As Brussels prepares to impose a limit on fees paid by business customers to their banks for processing electronic payments the head of the Portuguese Association of Banks, Faria de Oliveira, said today that banks may simply charge their customers to withdraw cash from the ATM network.
Anything that puts banking costs up will impact on profitability, so revenue will have to be obtained from another route, commented Faria de Oliveira, guaranteeing himself even fewer fans from the general banking public who will see little correlation between the banks traditional game of gouging their business customers, and a planned fee structure for customers accessing their own cash.

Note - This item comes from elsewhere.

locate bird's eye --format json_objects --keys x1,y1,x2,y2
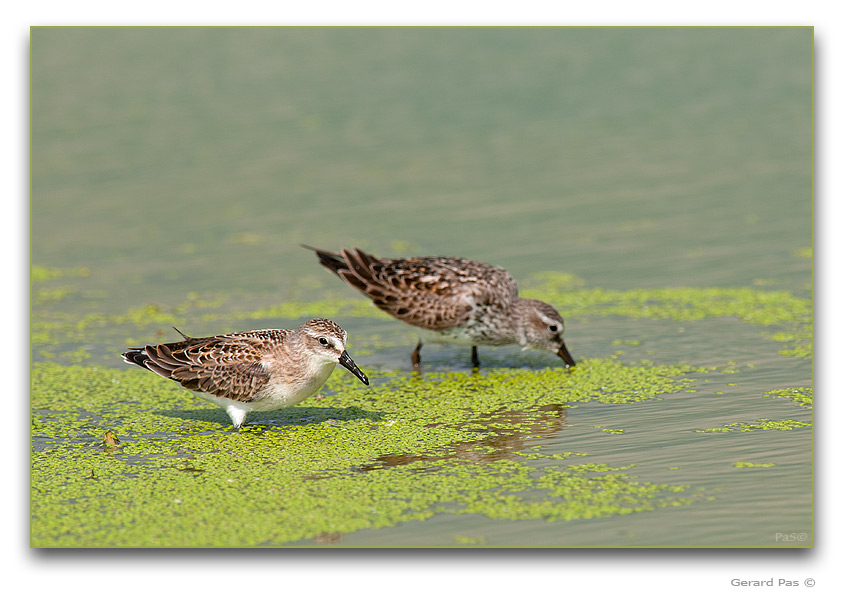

Faria de Oliveira continued, "bank profitability is negative. It is negative and the results of European banks were heavy losses in 2011, 2012 and more in 2013, and we estimate that 2014 will be a year with overall negative results but perhaps less bad than in previous years."
On bank charges for electronic payments in the retail sector, Faria de Oliveira commented, "Competition exists, this fact is not at issue, therefore, we can not understand the reason for restrictions on a normal activity in a market economy," he said.
According to Faria de Oliveira “all measures that are applied must be analysed for their impact," so "this regulation to cap (electronic transaction) fees is manifestly disadvantageous to all the countries of the periphery, particularly in Portugal, in relation to all the countries in the rest of Europe."
Asked about the study by David Evans, a professor at the University of Chicago, which today showed that the impact of this Brussels rule on Portugal may be a loss in annual revenue of close to €140 million for Portugal’s banks, Faria de Oliveira said that banks will have to make up this shortfall with some kind of initiative.
Comments
Well, I do! One doesn't need to be an Einstein to understand how foul is the global current financial situation: under a mattress (or any other place of your choice) our money is 1000 times safer than in a bank - as "efficient" as it may be. Of course this won't save us from inflation and/or devaluation but, as far as owning cash is still allowed (which it may not be for too long - see what happened few weeks ago in Sweden), it will be saved from a bail in à la Cyprus. Even the option of keeping precious metals in a bank is not too wise: some banks (France, Holland) are already refusing to give gold back to the naïve owners who had it previously trusted to the bank: they get instead a cute piece of "paper gold", stating they own what they'll never get back again...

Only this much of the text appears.